Most consumers understand the basic concept of a credit score: if you go to the bank for a home loan, they’ll check whether or not you’re good at paying off your credit card on time and then determine whether or not to give you a loan. What many consumers don’t know however is that they can find out their credit score and improve it to get better rates on financial services.
Sydney-based fintech startup Credit Savvy is working to help consumers better understand their credit and give them the tools to fix it and then leverage it when shopping around with financial institutions.
Dirk Hofman, managing director of Credit Savvy, said, “There’s a reasonably poor understanding of credit scores and credit reporting in the Australian market, so we’ve got a big job to do to help people understand that and get the cut through to the general public.”
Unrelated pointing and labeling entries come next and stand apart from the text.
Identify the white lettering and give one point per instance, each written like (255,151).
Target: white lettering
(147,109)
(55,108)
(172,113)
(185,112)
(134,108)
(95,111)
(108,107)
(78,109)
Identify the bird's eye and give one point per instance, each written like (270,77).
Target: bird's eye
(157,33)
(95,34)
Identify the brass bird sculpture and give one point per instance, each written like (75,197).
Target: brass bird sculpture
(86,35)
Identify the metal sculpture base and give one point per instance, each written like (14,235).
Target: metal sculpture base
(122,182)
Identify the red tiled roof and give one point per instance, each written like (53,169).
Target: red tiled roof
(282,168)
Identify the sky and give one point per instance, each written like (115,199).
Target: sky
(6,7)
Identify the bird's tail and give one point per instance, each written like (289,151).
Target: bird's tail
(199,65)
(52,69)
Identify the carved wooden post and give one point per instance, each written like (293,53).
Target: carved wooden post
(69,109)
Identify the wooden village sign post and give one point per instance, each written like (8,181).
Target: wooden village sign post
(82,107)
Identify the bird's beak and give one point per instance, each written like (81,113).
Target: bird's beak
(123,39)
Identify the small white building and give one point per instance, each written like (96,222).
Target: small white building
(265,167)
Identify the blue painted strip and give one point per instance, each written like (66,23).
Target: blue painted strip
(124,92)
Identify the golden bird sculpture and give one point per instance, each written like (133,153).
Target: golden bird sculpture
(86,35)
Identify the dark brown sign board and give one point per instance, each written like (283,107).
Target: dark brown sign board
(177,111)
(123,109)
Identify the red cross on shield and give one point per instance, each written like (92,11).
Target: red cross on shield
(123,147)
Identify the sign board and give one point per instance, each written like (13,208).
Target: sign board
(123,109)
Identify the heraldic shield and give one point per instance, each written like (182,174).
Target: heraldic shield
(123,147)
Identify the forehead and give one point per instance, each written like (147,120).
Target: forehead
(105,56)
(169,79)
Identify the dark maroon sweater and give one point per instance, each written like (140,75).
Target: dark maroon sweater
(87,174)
Hofman believes this is particularly important given the changes to credit reporting laws which began coming into effect in 2014. Prior to this Australia had a negative reporting system, which meant consumer credit reports only contained basic information such as applications for credit and serious infringements.
Through the new comprehensive credit reporting system, which brings Australia into line with much of the world, a greater amount of data can be shared, including credit limits, account opening and close dates, and repayment history over 24 months. For those with a good score it shows banks that they are the perfect consumer, but for those without the extra data can shine a harsh light on bad behaviour.
“Helping consumers understand and navigate these changes and manage their credit reputation so they can actually prepare for that and take advantage of their credit score is what we’re all about,” Hofman said.
Created in partnership with multinational credit reporting agency Experian, Credit Savvy launched last year after a year in development, backed by mortgage lender Aussie Home Loans. It has since distributed over 600,000 free credit scores to over 100,000 members brought on by an extensive marketing campaign. These members receive ongoing reports monthly, importantly keeping them coming back to the platform.
Further to this, Credit Savvy gives members access to a Credit Knowledge Centre that helps them understand and improve their credit, and how to leverage their good score when applying for a loan.
“We have found that the feedback we’ve got from members is that is fairly poorly understood and people don’t understand that credit can stay on your file for five years, that certain credit with certain providers will be seen in a different light than others,” Hofman said.
“Members have given us feedback saying they now understand how this credit reporting actually operates and how it actually works, so now they can think twice about applying for too much credit or the wrong type of credit or not paying their bills on time, which is now something that can be tracked by the banks.”
With the service free for consumers, the company’s revenue model relies on its partnerships with over a dozen banks and other financial services providers, with Hofman explaining Credit Savvy acts as a “quality acquisition channel” for these providers. It operates a market comparison service allowing users to compare deals on products including personal loans, credit cards, and home loans to see how much they can save and where.
“We have a good insight into our member base, so from a provider’s point of view, that is of interest because they can reduce the waste of application for people that may not necessarily qualify for their products. We work closely with providers to fulfil their appetite for a particular type of consumer,” he said.
“I think we can be smarter than the average comparison website, that’s where part of the appeal is for providers to work with us and really understand how we can drive quality leads and quality consumers in our ability to help these members to their products.”
Credit Savvy has a number of referral programs in place, ranging from cost per click, cost for phone call, or cost per first application.
As it looks to the next 12 months, Hofman said the service is focused on maintaining an active dialogue with its existing members to make sure it continues to empower them to make better financial decisions, and growing this member base.
There is significant room for growth here: while the Australian credit reporting space is in development, US-based platform Credit Karma raised $175 million at a valuation of $3.5 billion last year. It is serving 40 million consumer customers. Credit Savvy faces competition however from established credit reporting agencies such as Veda, which gives consumers access to their credit score from $79/year.
Though there is potential for Credit Savvy move into the business-to-business space, for example providing businesses with credit reports on their debtors, Hofman said, “right now there’s plenty of work to do purely in the consumer space.”